I
Il est mort. Rien de plus. Nul groupe populaire,
urne d’où se répand l’amour ou la colère,
n’a jeté sur son nom pitié, gloire ou respect.
Aucun signe n’a lui. Rien n’a changé l’aspect
De ce siècle orageux, mer de récifs bordée,
Où le fait, ce flot sombre, écume sur l’idée.
Nul temple n’a gémi dans nos villes. Nul glas
N’a passé sur nos fronts criant : hélas ! hélas !
La presse aux mille voix, cette louve hargneuse,
A peine a retourné sa tête dédaigneuse ;
Nous ne l’avons pas vue, irritée et grondant,
Donner à cette pourpre un dernier coup de dents.
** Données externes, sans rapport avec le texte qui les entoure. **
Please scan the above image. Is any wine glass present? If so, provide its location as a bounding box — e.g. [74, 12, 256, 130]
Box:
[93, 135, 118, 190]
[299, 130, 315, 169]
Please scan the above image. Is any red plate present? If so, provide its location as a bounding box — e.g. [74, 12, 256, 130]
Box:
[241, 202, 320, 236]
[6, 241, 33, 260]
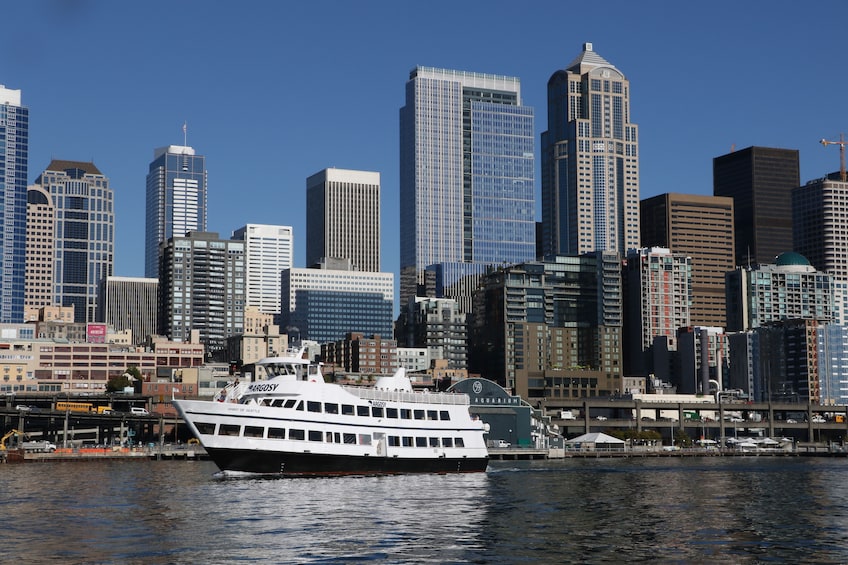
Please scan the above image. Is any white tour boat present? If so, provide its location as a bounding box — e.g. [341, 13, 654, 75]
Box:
[173, 350, 489, 476]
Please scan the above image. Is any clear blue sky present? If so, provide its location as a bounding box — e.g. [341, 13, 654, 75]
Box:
[0, 0, 848, 290]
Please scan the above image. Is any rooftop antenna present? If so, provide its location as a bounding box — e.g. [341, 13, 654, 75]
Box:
[821, 133, 846, 182]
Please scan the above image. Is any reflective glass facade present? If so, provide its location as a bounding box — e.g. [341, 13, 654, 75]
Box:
[144, 145, 206, 278]
[400, 67, 535, 303]
[0, 85, 29, 323]
[35, 159, 115, 322]
[280, 269, 394, 343]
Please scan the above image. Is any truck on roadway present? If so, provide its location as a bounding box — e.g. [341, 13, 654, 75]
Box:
[21, 440, 56, 453]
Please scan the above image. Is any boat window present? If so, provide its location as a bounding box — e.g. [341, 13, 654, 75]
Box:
[244, 426, 265, 437]
[194, 422, 215, 435]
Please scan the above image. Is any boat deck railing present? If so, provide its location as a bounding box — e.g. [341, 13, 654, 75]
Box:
[340, 385, 470, 404]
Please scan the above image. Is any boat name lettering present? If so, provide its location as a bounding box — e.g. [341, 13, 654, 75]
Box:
[248, 383, 277, 392]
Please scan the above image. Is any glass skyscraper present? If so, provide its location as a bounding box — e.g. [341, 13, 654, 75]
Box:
[541, 43, 639, 256]
[144, 145, 206, 278]
[0, 84, 29, 323]
[35, 159, 115, 322]
[400, 67, 536, 305]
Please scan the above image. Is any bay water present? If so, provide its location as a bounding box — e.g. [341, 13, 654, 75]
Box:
[0, 457, 848, 564]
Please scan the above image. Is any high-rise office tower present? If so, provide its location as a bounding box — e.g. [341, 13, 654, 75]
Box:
[792, 173, 848, 281]
[640, 193, 735, 328]
[24, 184, 56, 308]
[144, 145, 206, 278]
[233, 224, 294, 315]
[280, 259, 395, 344]
[306, 169, 380, 273]
[35, 159, 115, 322]
[623, 247, 692, 376]
[400, 67, 536, 306]
[159, 232, 245, 352]
[713, 147, 801, 265]
[541, 43, 639, 255]
[98, 277, 159, 344]
[0, 84, 29, 323]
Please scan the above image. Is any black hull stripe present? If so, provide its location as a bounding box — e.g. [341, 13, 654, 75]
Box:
[206, 448, 489, 476]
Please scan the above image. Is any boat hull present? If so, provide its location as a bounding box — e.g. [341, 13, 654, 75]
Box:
[206, 447, 489, 476]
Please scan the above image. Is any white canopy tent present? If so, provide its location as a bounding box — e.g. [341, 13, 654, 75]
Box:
[565, 432, 626, 449]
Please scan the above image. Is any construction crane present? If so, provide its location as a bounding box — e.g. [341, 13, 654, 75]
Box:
[821, 133, 848, 182]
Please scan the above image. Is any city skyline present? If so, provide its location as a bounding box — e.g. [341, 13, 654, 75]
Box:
[6, 2, 848, 300]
Et chacun vers son but, la marée à la grève,
La foule vers l’argent, le penseur vers son rêve,
Tout a continué de marcher, de courir,
Et rien n’a dit au monde : Un roi vient de mourir !
II
Sombres canons rangés devant les Invalides,
Comme les sphinx au pied des grandes pyramides,
Dragons d’airain, hideux, verts, énormes, béants,
Gardiens de ce palais, bâti pour des géants,
Qui dresse et fait au loin reluire à la lumière
Un casque monstrueux sur sa tête de pierre !
A ce bruit qui jadis vous eût fait rugir tous
— Le roi de France est mort ! – d’où vient qu’aucun de vous,
Comme un lion captif qui secouerait sa chaîne,
Aucun n’a tressailli sur sa base de chêne,
Et n’a, se réveillant par un subit effort,
Dit à son noir voisin : — Le roi de France est mort ! –
D’où vient qu’il s’est fermé sans vos salves funèbres,
Ce cercueil qu’on clouait là-bas dans les ténèbres ?
Et que rien n’est sorti de vos mornes affûts,
Pas même, ô canons sourds, ce murmure confus
Qu’au vague battement de ses ailes livides
Le vent des nuits arrache à des armures vides ?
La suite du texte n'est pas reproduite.